Add env info to igt_runner (was: Re: [PATCH i-g-t 4/4] lib/igt_device_scan: Fix scan vs bind/unbind/reload)

Fri Dec 20 17:05:22 UTC 2024

Hi Lucas,
On 2024-12-19 at 11:24:09 -0600, Lucas De Marchi wrote:
> hijacking the thread and adding some people to Cc for the igt_runner question.
> Previously In-Reply-To: <rnw3q6mhthnwyvowvszr2gllyjtbb2mozk4em272xlmkvm7pyl at szbhtg3sd7d7>
> 
> On Thu, Dec 19, 2024 at 10:35:00AM -0600, Lucas De Marchi wrote:
> > On Wed, Dec 18, 2024 at 07:34:19AM +0100, Zbigniew Kempczyński wrote:
> > > On Tue, Dec 17, 2024 at 09:13:24PM -0800, Lucas De Marchi wrote:
> > > > There's no guarantee a card will end up with the same device node when
> > > > modules are loaded/unloaded and drivers bound/unbound.
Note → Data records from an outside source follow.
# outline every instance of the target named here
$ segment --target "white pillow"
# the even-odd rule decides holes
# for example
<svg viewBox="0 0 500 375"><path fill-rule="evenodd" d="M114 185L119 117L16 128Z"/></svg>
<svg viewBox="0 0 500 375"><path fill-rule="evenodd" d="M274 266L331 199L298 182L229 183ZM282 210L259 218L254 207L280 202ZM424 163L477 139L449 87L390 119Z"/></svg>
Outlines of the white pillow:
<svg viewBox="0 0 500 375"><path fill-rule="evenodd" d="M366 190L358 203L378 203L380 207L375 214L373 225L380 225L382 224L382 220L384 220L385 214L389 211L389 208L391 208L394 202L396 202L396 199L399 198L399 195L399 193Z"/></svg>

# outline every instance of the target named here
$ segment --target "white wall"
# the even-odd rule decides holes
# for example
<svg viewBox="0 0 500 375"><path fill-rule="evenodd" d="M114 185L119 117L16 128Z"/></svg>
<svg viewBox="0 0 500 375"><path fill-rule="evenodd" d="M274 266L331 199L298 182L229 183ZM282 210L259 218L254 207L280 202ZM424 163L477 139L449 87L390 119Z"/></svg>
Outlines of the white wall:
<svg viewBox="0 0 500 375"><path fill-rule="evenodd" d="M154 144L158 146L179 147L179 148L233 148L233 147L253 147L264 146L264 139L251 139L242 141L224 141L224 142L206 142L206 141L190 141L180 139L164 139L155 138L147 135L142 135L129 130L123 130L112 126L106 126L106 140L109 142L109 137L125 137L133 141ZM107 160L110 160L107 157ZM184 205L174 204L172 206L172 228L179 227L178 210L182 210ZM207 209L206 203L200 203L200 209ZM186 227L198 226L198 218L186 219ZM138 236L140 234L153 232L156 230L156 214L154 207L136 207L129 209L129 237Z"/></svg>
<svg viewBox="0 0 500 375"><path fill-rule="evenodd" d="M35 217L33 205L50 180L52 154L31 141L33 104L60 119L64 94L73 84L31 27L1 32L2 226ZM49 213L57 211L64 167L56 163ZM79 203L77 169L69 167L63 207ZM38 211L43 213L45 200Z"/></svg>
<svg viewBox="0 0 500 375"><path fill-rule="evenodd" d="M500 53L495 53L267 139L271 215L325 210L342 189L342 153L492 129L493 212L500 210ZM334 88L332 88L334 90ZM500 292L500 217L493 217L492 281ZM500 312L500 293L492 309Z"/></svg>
There's some
> > > > fundamental issue with the igt's the way it is and it's also puzzling
> > > > from the logs it looks like the device vanished from the bus, when in
> > > > reality is just the SW state out of sync with what the kernel is
> > > > exporting.
> > > > 
> > > > Re-scanning when trying to match a device is not expensive compared to
> > > > what most tests are doing, so simply force it to occur whenever trying
> > > > to match a card.
> > > 
> > > I also should comment the above. It is generally true, but I've noticed
> > > getting attributes might be expensive. Even it may take up to few
> > > seconds, that's why I've added some attributes we don't fetch from udev
> > > (see is_on_blacklist()). If I'm not wrong getting 'config' was a cause
> > > to limit attributes we fetch.
> > 
> > why would we get all attributes and exclude some?  Shouldn't we get only
> > the attributes we actually use? AFAIK this logic is basically used by
> > --device/IGT_DEVICE, right? What filters we normally use?
> > 
> > I usually pass the pci slot (because I know that won't change
> > dynamically and cause surprises). Apparently CI passes vendor/devid:
> > 
> > 	export IGT_DEVICE=pci:vendor=$1,device=$2
> > 
> > (but it seems to vary depending on pipeline)
> > 
> > Some devs pass the device node directly too as in a lot of places
> > there's only ever card0 possible.
> 
> 
> Could we dump the env and args somewhere so we know how igt_runner or
> individual tests are being called without looking at the CI piepeline
> sources? I was thinking about either having that info in the stdout
> output of igt_runner or in the json. Another possibility would be in
> dmesg, but I'm not sure it's a good option. Thoughts?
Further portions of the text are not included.